GuntherTheUndying, May 21st, 2010

In an age that currently encourages the idea of reunions and new albums, a lot of folks overshadow metal’s finest tribes. The influential and well-aged Necrophobic have been victim of this putrid phenomena. I discovered that “Death to All” is beyond incredible; in fact, it’s definitely one of the best blackened death metal releases I have ever heard, but who talks about it? Not a soul it seems like. However, “Death to All” quickly became a classic I haven’t been able to release after countless listens. Within this album, there is unspeakable might that only few groups could produce with such instrumental clay. For Necrophobic, this is their black tribulation; a calling for cataclysm in blackened death metal that will forever brand this identity with coldness and violence, creating the masterpiece “Death to All” was meant to be.

And yes, I’m being completely serious: “Death to All” is a magnum opus of all sorts. Instrumentally, Necrophobic have perfected the blackened death metal identity through an outstanding balance of symbols based on demonic visions and the chilling breeze of the ninth circle, molded from soil into an idol no sane individual could deny. Throughout their two-decade reign, however, the group’s mysterious symmetry has never looked so sharp or poetic: the band shifts from elusive to illuminated, serious to fun, and determined to light-hearted with magnificent awe that doesn’t go unnoticed. Every song is a journey within itself; marching towards a dark, forbidden place that only Necrophobic can actualize.

Necrophobic’s direction is what it is: ruthless, vicious blackened death metal. Essentially, the cold and hateful tremolo riffs and melodies cursed by death and black metal expel a supernatural conjuration of well-crafted brilliance that absorbs the two genre’s strongest points into a hammering, atmospheric show of twisted malevolence with the darkest of intentions. Below the madness resides Joakim Sterner’s percussion, which is scientifically perfect to the album’s overall flow between an aura of fills and patterns that greatly contribute to the fundamental touch of “Death to All.” If any of this may appear typical for a black/death metal release, there is a settling arrangement of diversity among “Death to All,” particularly organized in masterful patterns that bring songs like “For Those That Stayed Satanic” or “Wings of Death” into grandmaster territory. There is nothing generic to be foreseen; only the golden personification of excellent violence.

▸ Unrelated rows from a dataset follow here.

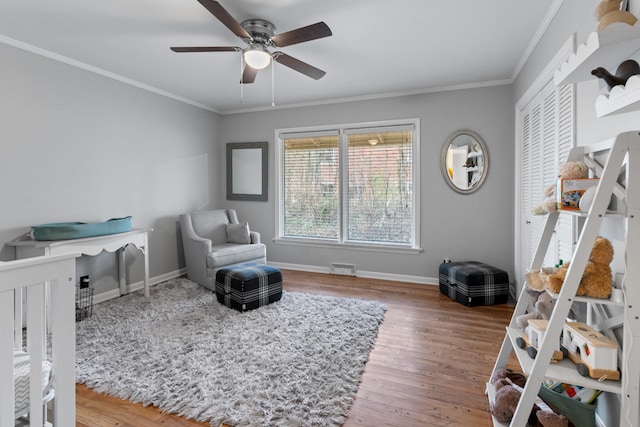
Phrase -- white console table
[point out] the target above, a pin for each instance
(92, 246)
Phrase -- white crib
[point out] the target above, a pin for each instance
(47, 283)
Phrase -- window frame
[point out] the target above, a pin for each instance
(342, 130)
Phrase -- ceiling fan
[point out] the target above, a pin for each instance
(259, 35)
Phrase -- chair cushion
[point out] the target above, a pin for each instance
(232, 253)
(238, 233)
(211, 225)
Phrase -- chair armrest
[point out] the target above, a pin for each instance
(199, 243)
(195, 249)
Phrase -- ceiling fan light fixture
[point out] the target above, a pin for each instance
(257, 57)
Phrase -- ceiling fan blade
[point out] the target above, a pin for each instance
(249, 75)
(206, 49)
(296, 64)
(304, 34)
(223, 16)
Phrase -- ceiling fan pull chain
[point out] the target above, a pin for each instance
(273, 96)
(241, 79)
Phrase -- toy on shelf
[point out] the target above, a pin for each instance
(595, 355)
(597, 279)
(532, 338)
(570, 170)
(609, 11)
(624, 72)
(575, 392)
(509, 386)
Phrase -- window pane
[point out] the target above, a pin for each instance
(311, 187)
(380, 197)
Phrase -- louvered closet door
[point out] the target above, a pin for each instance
(547, 124)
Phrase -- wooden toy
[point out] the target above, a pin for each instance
(595, 355)
(532, 338)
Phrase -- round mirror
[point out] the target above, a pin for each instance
(465, 161)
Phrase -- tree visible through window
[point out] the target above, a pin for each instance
(349, 185)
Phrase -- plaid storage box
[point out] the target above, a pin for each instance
(248, 286)
(474, 283)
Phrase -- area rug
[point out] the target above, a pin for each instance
(296, 362)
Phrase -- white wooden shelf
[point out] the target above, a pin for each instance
(621, 99)
(623, 157)
(563, 371)
(608, 301)
(606, 48)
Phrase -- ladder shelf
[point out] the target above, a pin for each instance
(623, 156)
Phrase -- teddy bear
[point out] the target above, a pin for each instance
(608, 11)
(509, 385)
(596, 280)
(570, 170)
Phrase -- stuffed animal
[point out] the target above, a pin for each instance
(570, 170)
(543, 308)
(596, 280)
(608, 12)
(509, 387)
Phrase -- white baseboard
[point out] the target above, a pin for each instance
(360, 273)
(115, 293)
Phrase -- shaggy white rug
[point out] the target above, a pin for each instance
(296, 362)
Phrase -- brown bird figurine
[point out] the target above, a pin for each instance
(625, 70)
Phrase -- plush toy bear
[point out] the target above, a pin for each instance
(570, 170)
(608, 12)
(596, 280)
(509, 387)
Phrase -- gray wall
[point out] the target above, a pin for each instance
(77, 146)
(460, 227)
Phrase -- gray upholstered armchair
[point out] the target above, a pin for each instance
(215, 239)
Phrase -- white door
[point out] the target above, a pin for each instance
(547, 135)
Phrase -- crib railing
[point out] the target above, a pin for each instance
(47, 283)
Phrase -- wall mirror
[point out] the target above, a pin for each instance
(465, 161)
(247, 171)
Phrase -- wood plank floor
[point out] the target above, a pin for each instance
(429, 365)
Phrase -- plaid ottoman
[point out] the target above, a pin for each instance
(474, 283)
(248, 286)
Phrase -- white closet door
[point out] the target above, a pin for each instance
(547, 124)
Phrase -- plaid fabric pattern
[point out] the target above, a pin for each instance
(474, 283)
(248, 286)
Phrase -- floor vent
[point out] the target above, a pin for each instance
(344, 269)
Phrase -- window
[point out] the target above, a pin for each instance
(349, 185)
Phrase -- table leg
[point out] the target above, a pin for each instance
(145, 252)
(122, 274)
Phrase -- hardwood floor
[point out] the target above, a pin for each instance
(429, 365)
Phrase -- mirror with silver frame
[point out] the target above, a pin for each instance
(465, 161)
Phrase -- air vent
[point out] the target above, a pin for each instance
(344, 269)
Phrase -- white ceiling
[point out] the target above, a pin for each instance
(378, 47)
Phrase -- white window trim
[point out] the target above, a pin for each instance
(371, 246)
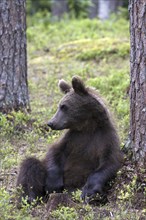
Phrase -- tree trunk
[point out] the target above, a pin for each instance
(106, 7)
(13, 63)
(58, 8)
(137, 10)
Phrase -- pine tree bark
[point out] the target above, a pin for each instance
(13, 56)
(137, 10)
(106, 7)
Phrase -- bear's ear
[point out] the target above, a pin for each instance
(79, 86)
(64, 86)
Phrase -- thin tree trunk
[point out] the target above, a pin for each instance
(58, 8)
(137, 10)
(106, 7)
(13, 60)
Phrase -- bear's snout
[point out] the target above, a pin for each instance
(51, 125)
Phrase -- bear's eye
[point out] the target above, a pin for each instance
(63, 107)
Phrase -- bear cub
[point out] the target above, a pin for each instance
(86, 157)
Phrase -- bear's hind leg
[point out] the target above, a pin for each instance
(32, 178)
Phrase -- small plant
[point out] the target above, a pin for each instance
(65, 213)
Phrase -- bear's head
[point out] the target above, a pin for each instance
(77, 109)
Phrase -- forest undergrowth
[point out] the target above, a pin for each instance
(99, 53)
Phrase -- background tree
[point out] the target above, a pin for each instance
(138, 80)
(13, 65)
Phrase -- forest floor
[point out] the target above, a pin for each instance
(99, 53)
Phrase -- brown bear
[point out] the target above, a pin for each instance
(86, 157)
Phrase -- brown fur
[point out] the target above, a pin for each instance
(87, 156)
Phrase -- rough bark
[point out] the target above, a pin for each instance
(106, 7)
(13, 60)
(58, 8)
(137, 10)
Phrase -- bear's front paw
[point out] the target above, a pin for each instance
(53, 186)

This sort of positivism, however, is attached to an undead nimbus of atmospheric revulsion that demonstrates the sheer brilliance that something like “Death to All” can offer when properly written and executed. These contributions, although similar in zeal, are carefully specific and varied beyond the planes of blackened death metal. For example, the straight-forward rush of “Celebration of the Goat” is like a bullet charging towards its target: it gets the point done with no fluff, which is, of course, very nice. Necrophobic’s philosophy nevertheless morphs into other platforms that are equally successful, such as the haunting atmosphere of “The Tower,” or longer landscapes like “Revelation 666” that contain various parts and tempos. My point is simple: Necrophobic’s writing abilities are superb and visionary, leading their charge into the divine darkness blackened death metal represents with utmost power and devotion.

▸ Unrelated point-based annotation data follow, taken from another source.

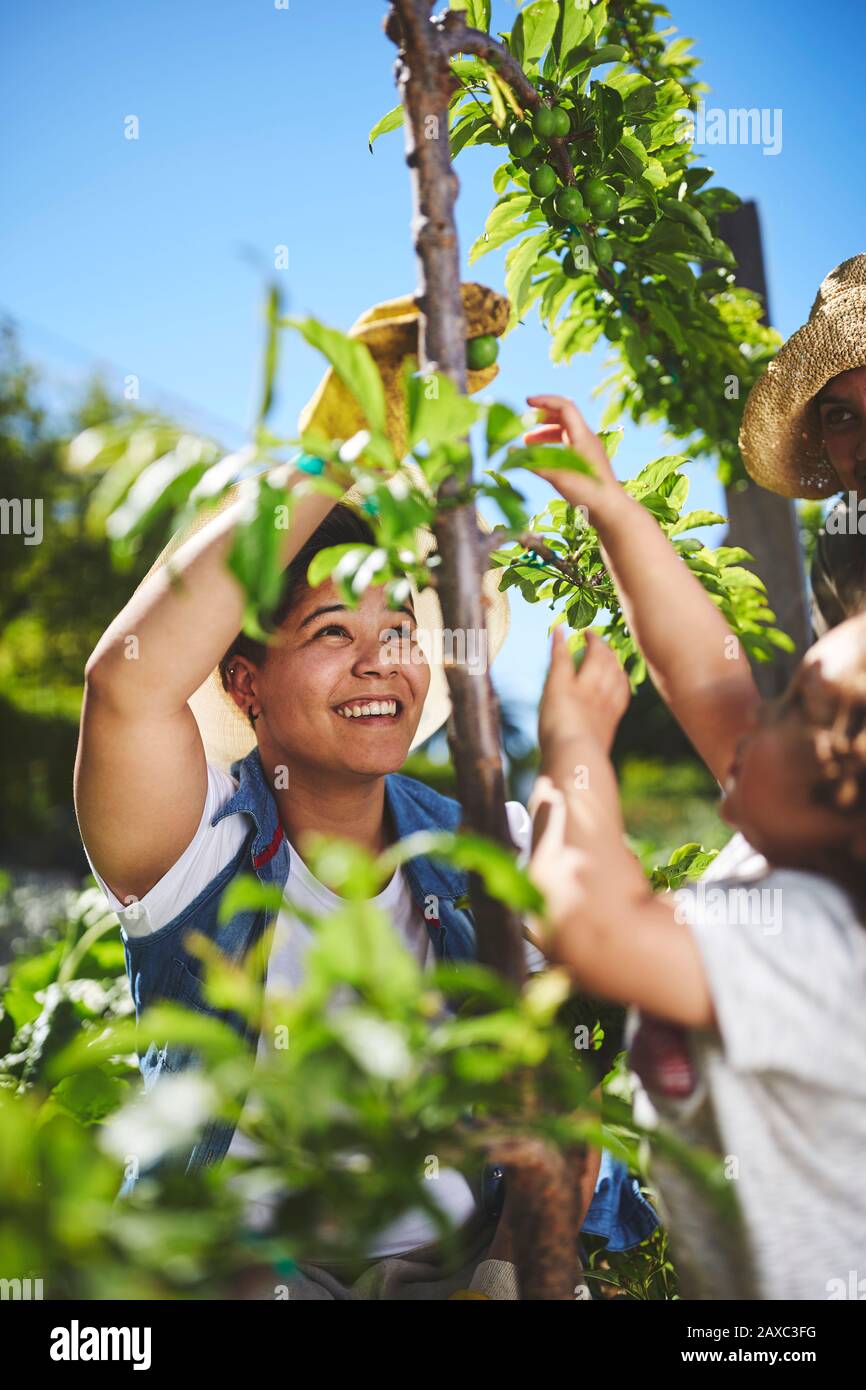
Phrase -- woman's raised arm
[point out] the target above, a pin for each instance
(141, 774)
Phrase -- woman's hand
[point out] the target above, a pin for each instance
(563, 424)
(590, 701)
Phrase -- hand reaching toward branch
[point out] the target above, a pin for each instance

Still, “Death to All” remains a straight-through-the-heart apparatus always standing as the immovable object in Swedish death metal while counteracting any force by art of thrilling tactics under unnamable vehemence. The longtime chemistry between vocalist Tobias Sidegård and Sebastian Ramstedt’s pristine riffs emerge an unholy combination, as their crucial performances lift the overall record above and beyond something any metal fan can easily bite into. There need not be any doubt or ridiculous metaphor about Necrophobic; their chemistry is beyond masterful in every sense during musical channels and the forsaken ambience they have perfected for over two decades of hellish madness. Needless to say, “Death to All” is unquestionably one of their finest stands.

Alas, many will notice anti-primitive cuts like the title track storming through the warfront with acoustic passages or emotional soloing despite the band’s external traditionalism at hand, yet the situational evolutions are perfect additions to Necrophobic’s cosmic demeanor, and forge a record that is truly wonderful on all levels of judgment. So if you haven’t detected any fanboyism coursing through this review’s circulatory system, allow me to spell it out for you: Necrophobic have achieved the blackened death metal masterpiece of the decade. “Death to All” is excellent, divine, and without fault within the blackened death metal field of musical dominance and balanced ideas, perhaps clawing its way to the top of class; a future classic, “Death to All” is not to be missed. In the end, Necrophobic has one ending theme: death to all…forever and ever.